Lamara Distin
- Lamara Distin at the Wanda Diamond League’s 2026 Weltklasse Zürich.

Personal information
- Born: 3 March 2000 (age 26) Hanover Parish, Jamaica

Sport
- Sport: Track and field
- Event: High jump
- College team: Texas A&M Aggies

Medal record
Women's athletics
Representing Jamaica
Commonwealth Games
| Gold medal – first place | 2022 Birmingham | High jump |
Pan American U20 Championships
| Silver medal – second place | 2019 San José | High jump |
NACAC U23 Championships
| Gold medal – first place | 2021 San José | High jump |
Carifta Games Junior (U20)
| Gold medal – first place | 2018 Nassau | High jump |
Carifta Games Youth (U18)
| Silver medal – second place | 2016 St. George's | High jump |

= Lamara Distin =

Jamaican high jumper

Lamara Distin (born 3 March 2000) is a Jamaican high jumper who won the gold medal at the 2022 Commonwealth Games. She is the Jamaican national record holder in the high jump. She represented Jamaica at the 2024 Summer Olympics.

== Career ==
Distin began her athletics career running in the 200, 400, and 800 metres in primary school. When she reached high school, she switched to high jump after a coach recommended it. She competed for Hydel High School and was the 2019 Jamaican high school national champion in the high jump and the triple jump. She won a gold medal at the 2018 CARIFTA Games in the high jump. She joined the Texas A&M Aggies track & field team in 2020.

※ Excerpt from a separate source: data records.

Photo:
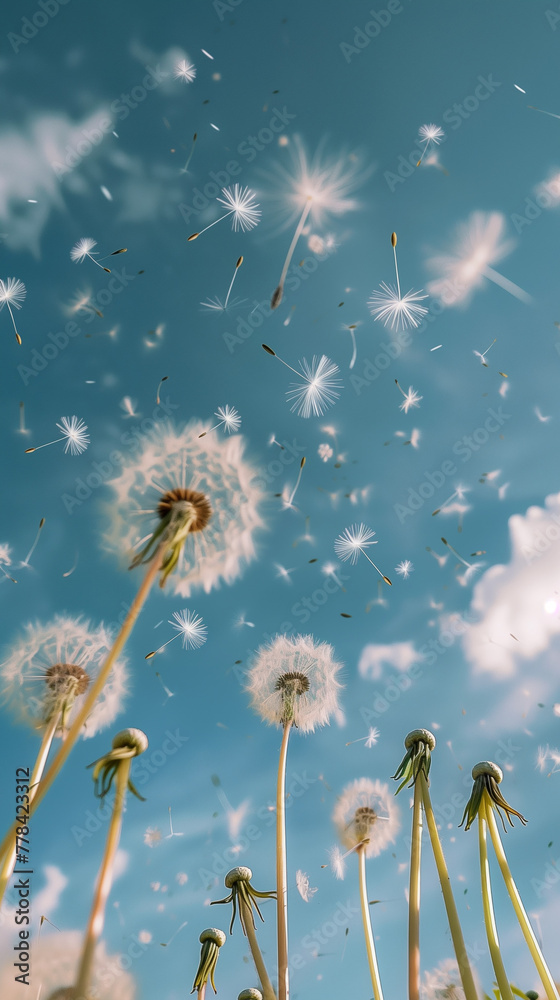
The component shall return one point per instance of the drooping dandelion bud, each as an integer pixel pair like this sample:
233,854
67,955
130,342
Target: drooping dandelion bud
487,776
419,743
211,940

At the 2022 Alumni Master, Distin jumped 1.97 metres to set a new Jamaican national record. She went on to win the 2022 NCAA Outdoor Championships. She represented Jamaica at the 2022 Commonwealth Games and won the high jump title after being the only athlete to clear the 1.95 metre jump. At the 2022 World Athletics Championships, she advanced into the finals and finished ninth.

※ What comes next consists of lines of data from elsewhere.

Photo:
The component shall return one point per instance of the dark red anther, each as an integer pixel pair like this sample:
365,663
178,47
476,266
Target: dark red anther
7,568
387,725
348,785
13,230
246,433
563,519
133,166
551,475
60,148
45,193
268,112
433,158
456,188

Distin finished second at the 2023 NCAA Outdoor Championships. She won the Jamaican national title and secured a spot at the 2023 World Athletics Championships. There, she finished fifth after missing three attempts at the 1.97 metre jump.

Distin finished second to Rachel Glenn at the 2024 NCAA Indoor Championships after missing three attempts at a 2.00 metre jump. She then finished fourth at the 2024 NCAA Outdoor Championships. She represented Jamaica at the 2024 Summer Olympics but did not advance out of the qualification round, finishing 24th.

Distin advanced into the 2026 World Athletics Indoor Championships high jump final and finished tenth.

== Personal life ==
Distin was born and raised in the Hanover Parish in Jamaica.